Wednesday, June 13, 2007

Forget what we did yesterday and listen to us today!

Monday I was assigned two appropriation bills and told to be ready to advise my boss on them. The House will pass 12 appropriations bills this year - each worth billions of dollars. This might sound like a lot but the vast majority of the money that the federal government manages is already locked-up as interest that needs to be paid on the debt or entitlement programs that need to be funded. The rest of the money is discretionary spending that is found in these appropriations bills. Within these bills is the juicy 'pork' that we often hear about. It is this pork, or earmarks as they're more appropriately known, that demonstrates a member's political might. Political might of course means the ability to bring money back to a member's district.

The process and rules of determining how a member will get the ever-diminishing portion of discretionary spending back to their district is what I have been listening to all day. It is the rules that are currently being debated and criticized that will determine how a member will get earmarks back to the district. As a stated goal of the new democratic majority is to eliminate earmarks, there seems to be a collective 'oh shit!' reaction by members as they squirm to navigate the new, more difficult path to bring the bucks home. What is more remarkable to me, however, are two larger themes.

The first is the general level of hypocrasy by the minority. 'Openness', 'transparency' and 'what the American people want' are being used especially liberally today. The Democrats have stated as one of their primary objectives the elimination of earmarks. This would mean that pork money would probably be switched to formula or competitive grants. This would mean the end to an era of hooking folks in your district up with grants and contracts. I am a bit conflicted by this idea because perhaps a benefit of being elected should be to have the trust and ability to bring money back home to your district. Maybe a benefit of seniority should be to have the ability to bring more money back to your district. With the elimination of earmarks money would be put into programs that constituents would have to compete and apply for rather than lobby their representative to receive. Furthermore, these programs, that would be administered by a department or agency, would add further oversite, rules, regulations, red-tape and bureaucracy.

There are positives, of course. The cronyism and 'hook-ups' would probably diminish. It is in this very general context - the positives and negatives - that the real, unspoken conversation over the past couple of days has occured. I am not the strongest in my procedural understanding of the tactics and consequences of this whole back-room conversation, and that technocratic minutia is not how this discussion is being framed. Publicly tt is for openness and transparancy and for the interest of the good, hard-working American people - barf.
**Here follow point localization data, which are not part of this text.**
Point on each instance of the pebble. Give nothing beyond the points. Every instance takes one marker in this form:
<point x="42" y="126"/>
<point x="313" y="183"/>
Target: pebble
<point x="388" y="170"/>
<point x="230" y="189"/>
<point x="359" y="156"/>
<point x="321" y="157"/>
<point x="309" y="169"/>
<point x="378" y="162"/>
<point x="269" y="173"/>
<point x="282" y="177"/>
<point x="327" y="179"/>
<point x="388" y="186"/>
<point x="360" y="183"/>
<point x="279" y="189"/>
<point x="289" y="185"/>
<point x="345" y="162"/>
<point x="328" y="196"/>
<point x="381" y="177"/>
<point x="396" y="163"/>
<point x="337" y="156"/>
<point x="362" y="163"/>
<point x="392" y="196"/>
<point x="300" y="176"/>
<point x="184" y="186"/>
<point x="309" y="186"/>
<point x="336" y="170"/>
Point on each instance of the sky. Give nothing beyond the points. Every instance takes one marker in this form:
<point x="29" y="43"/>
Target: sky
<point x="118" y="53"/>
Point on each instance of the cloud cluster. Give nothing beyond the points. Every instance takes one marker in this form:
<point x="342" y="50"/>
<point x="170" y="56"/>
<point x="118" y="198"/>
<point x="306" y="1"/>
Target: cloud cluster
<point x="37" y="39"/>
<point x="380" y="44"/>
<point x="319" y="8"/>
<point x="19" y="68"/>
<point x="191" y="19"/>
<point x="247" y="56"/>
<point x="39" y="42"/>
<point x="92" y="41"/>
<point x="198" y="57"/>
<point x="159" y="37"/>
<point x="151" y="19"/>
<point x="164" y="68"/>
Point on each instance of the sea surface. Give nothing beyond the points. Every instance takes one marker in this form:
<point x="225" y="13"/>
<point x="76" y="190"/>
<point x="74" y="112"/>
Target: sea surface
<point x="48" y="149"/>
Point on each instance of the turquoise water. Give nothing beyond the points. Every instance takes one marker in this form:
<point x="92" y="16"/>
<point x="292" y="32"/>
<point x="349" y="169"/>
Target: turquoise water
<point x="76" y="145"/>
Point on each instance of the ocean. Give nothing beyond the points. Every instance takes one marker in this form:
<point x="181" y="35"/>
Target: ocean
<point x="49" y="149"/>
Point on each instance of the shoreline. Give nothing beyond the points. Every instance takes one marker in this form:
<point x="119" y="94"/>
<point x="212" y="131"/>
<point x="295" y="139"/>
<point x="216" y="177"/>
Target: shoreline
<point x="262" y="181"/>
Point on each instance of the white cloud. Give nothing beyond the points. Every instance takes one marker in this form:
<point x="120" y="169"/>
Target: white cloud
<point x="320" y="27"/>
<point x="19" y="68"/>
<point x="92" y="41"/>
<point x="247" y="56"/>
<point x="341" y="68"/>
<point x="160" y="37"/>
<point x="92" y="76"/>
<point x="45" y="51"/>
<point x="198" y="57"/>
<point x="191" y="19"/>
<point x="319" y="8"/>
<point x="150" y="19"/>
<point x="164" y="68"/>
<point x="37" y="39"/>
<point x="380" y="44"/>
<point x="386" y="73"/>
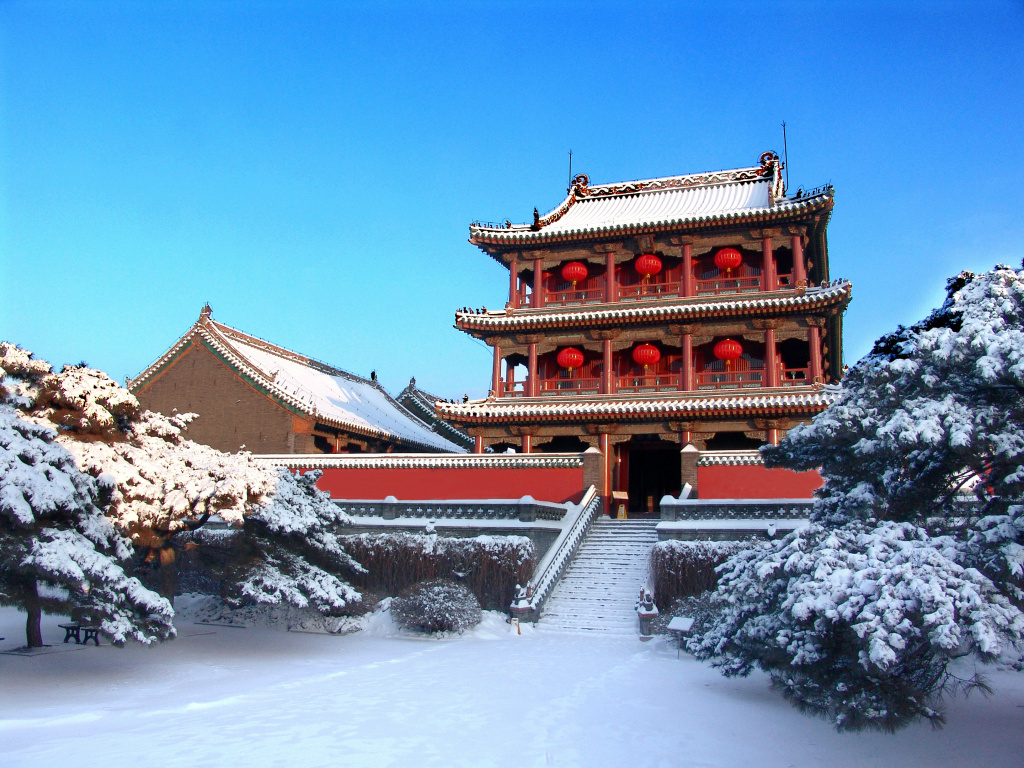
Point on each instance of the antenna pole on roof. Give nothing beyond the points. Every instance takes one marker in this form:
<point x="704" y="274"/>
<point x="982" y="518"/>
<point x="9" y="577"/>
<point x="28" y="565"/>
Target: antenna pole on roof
<point x="785" y="156"/>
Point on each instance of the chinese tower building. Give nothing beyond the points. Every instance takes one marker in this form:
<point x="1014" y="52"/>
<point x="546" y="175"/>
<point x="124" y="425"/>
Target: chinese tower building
<point x="659" y="322"/>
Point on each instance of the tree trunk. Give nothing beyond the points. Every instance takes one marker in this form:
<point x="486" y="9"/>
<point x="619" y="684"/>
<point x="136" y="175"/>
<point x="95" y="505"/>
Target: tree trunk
<point x="33" y="626"/>
<point x="168" y="573"/>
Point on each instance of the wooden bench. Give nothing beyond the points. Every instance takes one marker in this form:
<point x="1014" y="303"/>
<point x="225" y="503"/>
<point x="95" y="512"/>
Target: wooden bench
<point x="680" y="627"/>
<point x="76" y="630"/>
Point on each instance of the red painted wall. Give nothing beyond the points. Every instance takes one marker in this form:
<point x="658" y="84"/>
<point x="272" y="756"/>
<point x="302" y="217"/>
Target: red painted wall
<point x="723" y="481"/>
<point x="544" y="483"/>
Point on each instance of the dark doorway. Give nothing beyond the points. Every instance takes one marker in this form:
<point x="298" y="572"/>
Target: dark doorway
<point x="653" y="469"/>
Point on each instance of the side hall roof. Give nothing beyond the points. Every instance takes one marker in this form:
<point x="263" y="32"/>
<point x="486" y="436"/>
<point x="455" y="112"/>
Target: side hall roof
<point x="721" y="197"/>
<point x="306" y="387"/>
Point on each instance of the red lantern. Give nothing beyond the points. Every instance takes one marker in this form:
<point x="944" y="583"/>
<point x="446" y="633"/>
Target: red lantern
<point x="648" y="264"/>
<point x="728" y="259"/>
<point x="646" y="354"/>
<point x="574" y="271"/>
<point x="570" y="357"/>
<point x="728" y="350"/>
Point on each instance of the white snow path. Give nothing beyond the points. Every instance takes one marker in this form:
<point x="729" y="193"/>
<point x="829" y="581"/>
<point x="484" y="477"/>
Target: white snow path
<point x="263" y="697"/>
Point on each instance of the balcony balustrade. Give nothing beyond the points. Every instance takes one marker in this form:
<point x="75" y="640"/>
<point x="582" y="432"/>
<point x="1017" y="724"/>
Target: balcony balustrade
<point x="595" y="292"/>
<point x="788" y="377"/>
<point x="513" y="389"/>
<point x="651" y="383"/>
<point x="795" y="377"/>
<point x="570" y="386"/>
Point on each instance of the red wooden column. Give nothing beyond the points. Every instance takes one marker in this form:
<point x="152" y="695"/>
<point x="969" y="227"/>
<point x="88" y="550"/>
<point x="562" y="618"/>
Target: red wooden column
<point x="768" y="280"/>
<point x="799" y="263"/>
<point x="607" y="462"/>
<point x="531" y="387"/>
<point x="686" y="280"/>
<point x="687" y="376"/>
<point x="513" y="285"/>
<point x="609" y="374"/>
<point x="771" y="365"/>
<point x="817" y="375"/>
<point x="610" y="289"/>
<point x="538" y="285"/>
<point x="496" y="376"/>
It is also interesting to listen to the minority speak as vestal virgins guarding the flame of democratic virtue. The performance they are producing is one of total 'shock and awe' - they breathlessly ask how the democrats could consider exercising the power they won in the last election. They act as if they didn't have secret committee meetings the last congress and close the door on those who weren't part of the 'coalition of the willing'. I guess hypocrisy only means something if people actually REMEMBER examples of double-standards. And, in this age of Paris in jail or another road-side-bomb, do people actually remember what happened a year ago??

The other aspect of this whole debate that is interesting is how this debate is a reflection of the dismal fiscal reality of the federal government. Obviousley hypocrisy is an element in this observation as it is fascinating to hear Republicans lecture the Democrats how to be responsible financial stewards of the people's money. The larger issue, however, is that the consequences of misdirected priorities are finally starting to catch-up with us.

Last year, during my previous life as different cog in differnt cube in differnt federal agency, I had a great colleauge who really took the time to bring some persepective to what we were doing as federal employees. He said; 'Yeah, a lot of people hate the government and that they have to pay taxes but just take away some of these programs and see what people will say then.' It took me awhile to understand what he meant, but I've come to understand that only the government can perform certain social functions. If we got rid of the assistance programs that my colleauge and I were administering for postsecondary education institutions who would fill that gap? What if things get so tight because of tax cuts, the war, and Homeland Security spending that all those programs that people currently take for granted, yet don't really notice, don't get funded?

Stagnation and social strife come when priorities get out-of-whack. We didn't make the Soviet Union collapse - it collapsed from the inside-out because of misdirected priorities (Afghanistan, the command-economy, military spending, nepotism, etc). The fiscal situation we are presented with runs the same risk as being a similar cancer that could metastasize across the country. Should we cut education spending to build a border fence? Should we decrease highway funding to enhance Homeland Securies ability to gather 'intelligence'? Should an emphasis on security and defense outweight assistance and regulation? How the government spends its money, and perhaps how much money it has to spend, is a clear reflection of national priorities.

That is it for now. I'm going to go back to C-SPAN now and envy members' ties.